1

I have source files in Cp1250 encoding. All of those file are in dirName directory or its subdirectories. I would like to merge them into one utf-8 file by adding their contents. Unfortunately I get empty line at the beginning of result file.

public static void processDir(String dirName, String resultFileName) {
    try {
        File resultFile = new File(resultFileName);
        BufferedWriter bw = new BufferedWriter(new OutputStreamWriter(new FileOutputStream(resultFile), "utf-8"));
        Files.walk(Paths.get(dirName)).filter(Files::isRegularFile).forEach((path) -> {
            try {
                Files.readAllLines(path, Charset.forName("Windows-1250")).stream().forEach((line) -> {
                    try {
                        bw.newLine();
                        bw.write(line);                     
                    } catch (Exception e) {
                        e.printStackTrace();
                    }
                });
            } catch (Exception e) {
                e.printStackTrace();
            }
        });
        bw.close();
    } catch (Exception e) {
        e.printStackTrace();
    }
}

The reason is that I don't know how to detect the first file in my stream.


I came up with extremely stupid solution which does not rely on streams so it is unsatisfactory:

public static void processDir(String dirName, String resultFileName) {
        try {
            File resultFile = new File(resultFileName);
            BufferedWriter bw = new BufferedWriter(new OutputStreamWriter(new FileOutputStream(resultFile), "utf-8"));
            Files.walk(Paths.get(dirName)).filter(Files::isRegularFile).forEach((path) -> {
                try {
                    Files.readAllLines(path, Charset.forName("Windows-1250")).stream().forEach((line) -> {
                        try {
                            if(resultFile.length() != 0){
                                bw.newLine();
                            }
                            bw.write(line);
                            if(resultFile.length() == 0){
                                bw.flush();
                            }
                        } catch (Exception e) {
                            e.printStackTrace();
                        }
                    });
                } catch (Exception e) {
                    e.printStackTrace();
                }
            });
            bw.close();
        } catch (Exception e) {
            e.printStackTrace();
        }
    }

Also I could use static boolean but that is total gibberish.

Tagir Valeev
  • 97,161
  • 19
  • 222
  • 334
Yoda
  • 17,363
  • 67
  • 204
  • 344
  • 1
    Why not write the newLine at the end of each time?
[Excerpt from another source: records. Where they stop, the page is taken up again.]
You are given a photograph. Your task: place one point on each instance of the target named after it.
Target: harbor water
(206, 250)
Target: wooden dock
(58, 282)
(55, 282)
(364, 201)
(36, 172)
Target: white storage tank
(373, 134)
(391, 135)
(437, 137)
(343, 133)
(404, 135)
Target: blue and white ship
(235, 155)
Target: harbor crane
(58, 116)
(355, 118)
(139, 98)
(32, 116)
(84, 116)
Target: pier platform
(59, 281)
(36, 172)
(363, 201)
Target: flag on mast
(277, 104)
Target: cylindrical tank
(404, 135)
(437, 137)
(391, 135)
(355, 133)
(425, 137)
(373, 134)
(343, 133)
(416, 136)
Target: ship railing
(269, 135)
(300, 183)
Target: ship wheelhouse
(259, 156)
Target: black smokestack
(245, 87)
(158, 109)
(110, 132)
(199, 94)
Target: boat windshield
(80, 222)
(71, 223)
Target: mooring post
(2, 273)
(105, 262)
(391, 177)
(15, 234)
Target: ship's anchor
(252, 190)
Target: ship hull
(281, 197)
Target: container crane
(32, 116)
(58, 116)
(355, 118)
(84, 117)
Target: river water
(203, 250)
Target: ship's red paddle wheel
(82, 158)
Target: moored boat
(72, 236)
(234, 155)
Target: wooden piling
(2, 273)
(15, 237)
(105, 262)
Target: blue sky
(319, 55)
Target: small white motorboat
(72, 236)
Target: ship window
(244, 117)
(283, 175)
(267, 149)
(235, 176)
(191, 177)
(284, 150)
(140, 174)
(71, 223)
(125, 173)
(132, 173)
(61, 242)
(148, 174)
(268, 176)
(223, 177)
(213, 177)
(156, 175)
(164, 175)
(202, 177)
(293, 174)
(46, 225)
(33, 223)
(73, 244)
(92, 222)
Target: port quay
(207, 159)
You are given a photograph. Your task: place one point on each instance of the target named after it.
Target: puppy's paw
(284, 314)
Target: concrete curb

This is how most files are written. – Peter Lawrey Nov 18 '15 at 08:32
  • @PeterLawrey Then I get dangling empty line at the end. – Yoda Nov 18 '15 at 08:33
  • 2
    Again, this is how most text files are written. There is a new line at the end of the last line. – Peter Lawrey Nov 18 '15 at 08:34
  • Most specifically, there is a new line at the end of every line as written by `println` – Peter Lawrey Nov 18 '15 at 08:35
  • @PeterLawrey I could leave it as it is, but mathematically speaking output file with empty line at the end is not a sum of input files without those empty lines at the end. I'll leave the question for a while. Thanks for commentary. – Yoda Nov 18 '15 at 08:39
  • If you want a trivial concatenation, why not use java.io.Reader and java.io.Writer, and perform a direct "copy" from one to the other ? No more end of line guessing, just pure input/output copying of whats actually in the file. – GPI Nov 18 '15 at 08:45
  • @GPI Done it that way too, without streams, It worked. I wanted to polish my stream skills, because there aren't any. – Yoda Nov 18 '15 at 08:46
  • 1
    Yes, but your issue here is not with java 8 Streams, it is that the `readAllLines` method is **destructive**, as it strips line endings, leaving you with no clue wether there were some or not, and what they actually were (`\r`, `\n`, `\r\n`, ...) – GPI Nov 18 '15 at 08:48
  • 1
    You are discarding the end of the line so you have no idea which new line was used LF/CR, LF or CR or whether the last line had an new line, so I didn't think you were too worried about mathematical correctness. – Peter Lawrey Nov 18 '15 at 08:50
  • If you want to preserve the original new lines and just concatenate them, you could copy the original file without breaking it into lines at all. This would be closer to the original (apart from a change in character encoding) but also quite a bit faster. – Peter Lawrey Nov 18 '15 at 08:53
  • BTW If you read a file while is in the middle of being written, the is likely that the last line written will be incomplete and without a newline. Some might consider a text without a new line is a sign of a corrupt or incomplete file. – Peter Lawrey Nov 18 '15 at 08:56

2 Answers2

2

You can use the flatMap to create the stream of all lines of all files, then use flatMap again to interleave it with line separator, then use skip(1) to skip the leading separator like this:

public static void processDir(String dirName, String resultFileName) {
    try(BufferedWriter bw = Files.newBufferedWriter(Paths.get(resultFileName))) {
        Files.walk(Paths.get(dirName)).filter(Files::isRegularFile)
            .flatMap(path -> {
                try {
                    return Files.lines(path, Charset.forName("Windows-1250"));
                } catch (IOException e) {
                    throw new UncheckedIOException(e);
                }
            })
            .flatMap(line -> Stream.of(System.lineSeparator(), line))
            .skip(1)
            .forEach(line -> {
                try {
                    bw.write(line);
                } catch (IOException e) {
                    throw new UncheckedIOException(e);
                }
            });
    } catch (IOException e) {
        throw new UncheckedIOException(e);
    }
}

In general using flatMap+skip combination can help to solve many similar problems.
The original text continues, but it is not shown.